In an “always-on” way of living, managing our time and allocating our energy to places that matter is not easy.
When it comes to time management, we should ask, what do we want to put our time towards?
If the answer is checking emails, liking another’s Instagram photo, sitting on meetings, waiting to be told what’s next, then maybe that’s why we’re having so many troubles managing our time.
It’s no wonder we feel overwhelmed; there are so many micro-tasks we’ve been told to do. When we’re living in an “always-on” environment, notifications and messages disrupt our trains of thought more than we think.
To manage our time better, we first need to know where our time is going.
In such a big world, with our ever-increasing levels of education and information, the biggest thing we all want is this: impact.
We all want to be able to create impact. In one way or another, we’re all influencers. We have influence over unique aspects in our networks, and carry the power to create change through our digital devices.
We came to change the world (hopefully for better).
We want to do it in ways that are meaningful to us, and that are good for others.
Though we’re rather small beings, with small voices, we have big dreams and ambitions.
And we won’t stop until we change a bit of our world.

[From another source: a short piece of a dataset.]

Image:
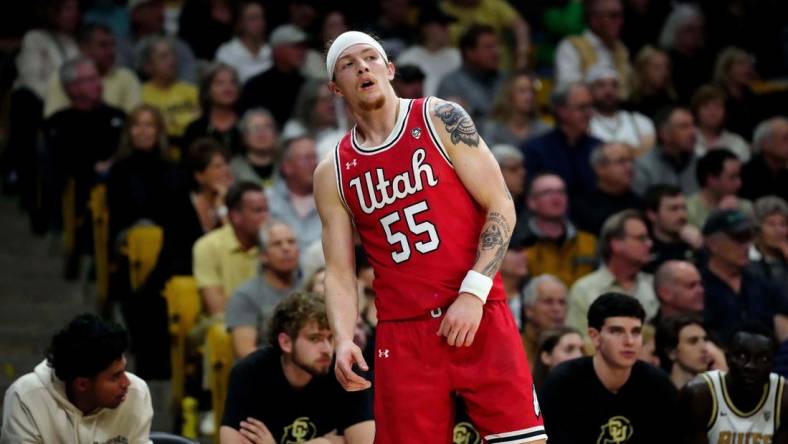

In a world so digitally connected, we are putting all our time and effort into more LinkedIn connections, Instagram followers, TikTok likes—you get the gist.
The more time we put into our digital “worth”, the less time we spend being human.
We can send each other memes all we want, but in times of personal need and turmoil, who can you turn to?
If you’re struggling to find your answer, it may be time to invest more effort into being more human.
Connect with others (who are like you) on a ground level, where you can see each others concerns, ambitions, and dreams. We need to find our support in places we don’t frequent.
If this were easy, everybody would be doing it. The truth is that it’s hard. It’s hard to develop empathy to connect with other human beings. It’s hard to open up ourselves to potential scrutiny and humility; being vulnerable is not easy.
But once you find your support, once you find others who are willing and empathetic enough to share who they are with you, you’ve got something special.